Ukraine blamed the claimed tardiness in deliveries of donated aid as having negative consequences for its two-year fight against Russia, AFP reports.

“At the moment, commitment does not constitute delivery,” Umerov said during a commemoration to mark the second anniversary of Russia’s invasion of its neighbour.

“Fifty percent of commitments are not delivered on time,” he added, even as contributors continue to send tens of billions of dollars worth of help.

Umerov argued Ukraine is being put at a further disadvantage “in the mathematics of war” against Russia, which the West has said is increasingly building a war economy.

He said that delayed aid will mean Kyiv will “lose people, lose territories”, especially given Russia’s “air superiority.”

“We do everything possible and impossible but without timely supply it harms us,” he said, although others are arguing to the contrary.

File/A Royal Australian Air Force air movements operator from No. 23 Squadron guides a donated Bushmaster protected mobility vehicle bound for Ukraine onto a C-17A Globemaster III aircraft at RAAF Base Amberley, Queensland. (ADF)

Earlier this month Sen. J.D. Vance (R-OH) told an international security conference in Munich, Germany, the $60 billion package of U.S. aid stuck in Congress wouldn’t “fundamentally change the reality” on the ground in Ukraine.

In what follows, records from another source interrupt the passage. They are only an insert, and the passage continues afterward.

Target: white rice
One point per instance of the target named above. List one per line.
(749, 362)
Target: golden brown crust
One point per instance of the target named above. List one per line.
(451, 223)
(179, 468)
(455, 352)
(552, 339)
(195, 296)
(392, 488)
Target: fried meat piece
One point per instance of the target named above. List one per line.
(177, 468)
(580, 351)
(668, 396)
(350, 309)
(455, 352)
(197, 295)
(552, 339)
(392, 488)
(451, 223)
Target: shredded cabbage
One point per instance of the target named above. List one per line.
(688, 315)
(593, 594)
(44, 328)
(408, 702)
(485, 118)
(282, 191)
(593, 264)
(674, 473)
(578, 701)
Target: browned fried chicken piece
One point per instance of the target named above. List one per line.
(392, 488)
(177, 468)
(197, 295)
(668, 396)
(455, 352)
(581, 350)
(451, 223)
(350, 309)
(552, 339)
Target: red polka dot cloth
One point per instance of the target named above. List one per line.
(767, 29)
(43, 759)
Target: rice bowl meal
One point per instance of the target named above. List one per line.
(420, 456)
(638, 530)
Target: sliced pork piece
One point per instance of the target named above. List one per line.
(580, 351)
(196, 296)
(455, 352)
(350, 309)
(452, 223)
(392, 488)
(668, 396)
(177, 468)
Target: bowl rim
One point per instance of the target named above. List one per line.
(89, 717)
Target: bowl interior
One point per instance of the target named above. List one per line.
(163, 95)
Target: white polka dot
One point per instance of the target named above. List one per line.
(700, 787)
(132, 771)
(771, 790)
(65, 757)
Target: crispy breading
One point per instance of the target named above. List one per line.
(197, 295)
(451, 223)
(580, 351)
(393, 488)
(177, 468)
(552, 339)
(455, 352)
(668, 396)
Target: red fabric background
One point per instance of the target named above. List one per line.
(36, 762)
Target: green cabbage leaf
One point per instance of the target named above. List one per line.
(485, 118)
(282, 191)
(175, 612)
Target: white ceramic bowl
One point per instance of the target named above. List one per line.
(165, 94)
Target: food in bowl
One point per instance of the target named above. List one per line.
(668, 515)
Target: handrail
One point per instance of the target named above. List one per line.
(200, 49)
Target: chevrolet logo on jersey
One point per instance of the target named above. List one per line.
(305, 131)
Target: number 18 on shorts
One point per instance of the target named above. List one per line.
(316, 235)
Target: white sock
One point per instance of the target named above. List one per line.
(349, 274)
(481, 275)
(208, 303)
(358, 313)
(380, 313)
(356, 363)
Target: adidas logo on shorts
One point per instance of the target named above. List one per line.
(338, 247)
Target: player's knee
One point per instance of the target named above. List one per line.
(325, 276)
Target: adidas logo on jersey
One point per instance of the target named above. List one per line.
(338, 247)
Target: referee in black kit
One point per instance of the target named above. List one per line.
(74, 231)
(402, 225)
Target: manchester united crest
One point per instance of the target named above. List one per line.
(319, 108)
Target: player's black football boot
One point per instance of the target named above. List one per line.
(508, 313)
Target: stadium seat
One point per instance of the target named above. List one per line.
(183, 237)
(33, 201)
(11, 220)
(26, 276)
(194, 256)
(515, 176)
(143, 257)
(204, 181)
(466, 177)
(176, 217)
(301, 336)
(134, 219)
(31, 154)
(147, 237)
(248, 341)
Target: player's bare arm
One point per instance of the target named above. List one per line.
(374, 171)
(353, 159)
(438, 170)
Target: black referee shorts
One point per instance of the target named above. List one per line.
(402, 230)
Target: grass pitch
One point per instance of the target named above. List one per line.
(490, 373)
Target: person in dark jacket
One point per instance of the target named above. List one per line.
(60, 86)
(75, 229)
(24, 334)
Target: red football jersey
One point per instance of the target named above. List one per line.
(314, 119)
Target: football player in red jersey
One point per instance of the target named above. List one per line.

Ukrainian President Volodymyr Zelensky, U.S. Vice President Kamala Harris and others are demanding passage of the aid without hinderance, as Breitbart News reported.

But Vance told the final day of the conference, an annual gathering of security and foreign policy officials, “the problem in Ukraine … is that there’s no clear end point” and the U.S. simply doesn’t make enough weapons to support endless wars in eastern Europe, the Middle East and “potentially a contingency in East Asia.”

House Speaker Mike Johnson insists he won’t be “rushed” into approving the $95.3 billion foreign aid package from the Senate that includes the help for Ukraine, but the bill has been held up by Republican opposition over its lack of funding and support for U.S. border security.

Johnson said he had requested a meeting with President Joe Biden months ago on these issues, and was still waiting for the opportunity to talk one-on-one.

If the package goes through, “that is not going to fundamentally change the reality on the battlefield,” Vance argued, pointing to limited American manufacturing capacity.